New Hampshire's state Legislature is considering measures that would take away the threat of jail time for some offenses, and in the U.S., the government only has to pay for a defense lawyer when poor defendants face incarceration. So taking away the threat of jail saves money, and Keating believes New Hampshire is trying to distinguish between people society is mad at and people society is afraid of.
"I think they want to reserve the resources and the court time and their attention for the people we're afraid of," he says. "And the people we're just sort of temporarily mad at — I don't think the court system wants these people to get appointed counsel and show up for two or three preliminary hearings and then a trial and then a sentencing hearing.

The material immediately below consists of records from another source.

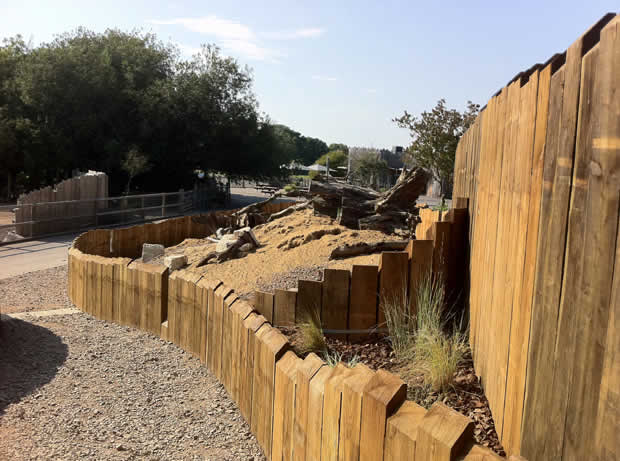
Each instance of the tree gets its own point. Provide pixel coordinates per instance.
(338, 146)
(337, 158)
(435, 136)
(135, 163)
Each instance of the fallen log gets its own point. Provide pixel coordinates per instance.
(256, 207)
(361, 208)
(361, 248)
(288, 211)
(410, 185)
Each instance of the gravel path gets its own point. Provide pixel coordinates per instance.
(40, 290)
(73, 387)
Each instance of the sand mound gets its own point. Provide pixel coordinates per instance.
(298, 240)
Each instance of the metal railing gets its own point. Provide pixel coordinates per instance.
(48, 218)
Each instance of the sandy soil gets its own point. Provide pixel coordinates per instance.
(35, 291)
(272, 258)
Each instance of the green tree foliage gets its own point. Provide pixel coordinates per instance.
(134, 163)
(435, 136)
(338, 146)
(85, 99)
(300, 148)
(337, 158)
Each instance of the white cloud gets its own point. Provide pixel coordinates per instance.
(324, 78)
(311, 32)
(250, 50)
(188, 50)
(235, 37)
(211, 25)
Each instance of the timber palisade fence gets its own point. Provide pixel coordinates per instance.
(297, 409)
(541, 169)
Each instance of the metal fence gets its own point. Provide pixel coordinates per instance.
(48, 218)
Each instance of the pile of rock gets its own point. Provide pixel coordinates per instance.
(231, 244)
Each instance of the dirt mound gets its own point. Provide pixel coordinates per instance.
(300, 239)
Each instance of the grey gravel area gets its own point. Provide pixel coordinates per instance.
(73, 387)
(287, 280)
(39, 290)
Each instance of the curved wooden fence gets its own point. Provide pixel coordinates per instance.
(541, 167)
(297, 409)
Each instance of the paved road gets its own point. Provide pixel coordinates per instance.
(21, 257)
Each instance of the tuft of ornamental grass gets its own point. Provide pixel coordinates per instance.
(424, 343)
(400, 324)
(310, 333)
(334, 358)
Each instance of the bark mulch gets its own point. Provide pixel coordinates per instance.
(465, 396)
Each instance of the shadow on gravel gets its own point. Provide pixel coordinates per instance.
(30, 356)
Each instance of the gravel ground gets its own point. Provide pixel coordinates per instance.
(75, 387)
(40, 290)
(288, 280)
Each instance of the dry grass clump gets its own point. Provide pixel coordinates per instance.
(334, 358)
(423, 343)
(310, 334)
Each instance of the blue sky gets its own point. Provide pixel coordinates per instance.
(341, 70)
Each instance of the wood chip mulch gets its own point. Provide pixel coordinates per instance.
(466, 396)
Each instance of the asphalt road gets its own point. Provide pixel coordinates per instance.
(22, 257)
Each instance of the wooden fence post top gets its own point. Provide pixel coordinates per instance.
(254, 321)
(387, 389)
(288, 364)
(407, 419)
(275, 341)
(480, 453)
(320, 378)
(223, 291)
(209, 284)
(242, 308)
(230, 299)
(339, 373)
(443, 434)
(359, 377)
(146, 267)
(310, 365)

I think they want to move these people and cases through the system because they realize they've got finite resources and these cases are just bogging them down."
The movement has support from some unexpected places.
William Wren, the commissioner of the New Hampshire Department of Corrections, says tough budget prospects are forcing him to look at closing a whole prison and laying off 97 positions. For that reason, Wren wants fewer people sent to prison, and he is asking lawmakers to examine which crimes really deserve time behind bars.
"I'll give you a good example — our theft statutes, the threshold dollar amount for going from a misdemeanor to a felony crime is $500. That was set 31 years ago. What $500 was 31 years ago is a lot different from what it would equate to today," he says.
These kinds of conversations are happening across the country.
"In Washington and in many other states, suspended-driver-license crimes constitute as much as one third of the total misdemeanor caseload," says Bob Boruchowitz, a visiting law professor at Seattle University.
More than 100,000 people are prosecuted every year for driving with a suspended license in Washington, and a broad justice coalition in Seattle has recommended changing the law. Now it's before the Washington Legislature.
"If you were able to remove from the system the suspended driver license cases, for instance, you would reduce dramatically the burden on everybody from police to prosecutors to courts to defenders to jails," Boruchowitz says, adding that people were never motivated to address these problems before and the bad economy has provided the opportunity.
But there are dissenters.
"If you start to save money at the expense of public safety, you might as well close down your government," says David Capeless, president of the Massachusetts District Attorneys Association.
Last fall, voters in his state passed a law decriminalizing the possession of small amounts of marijuana.
Now Massachusetts is considering further decriminalization measures.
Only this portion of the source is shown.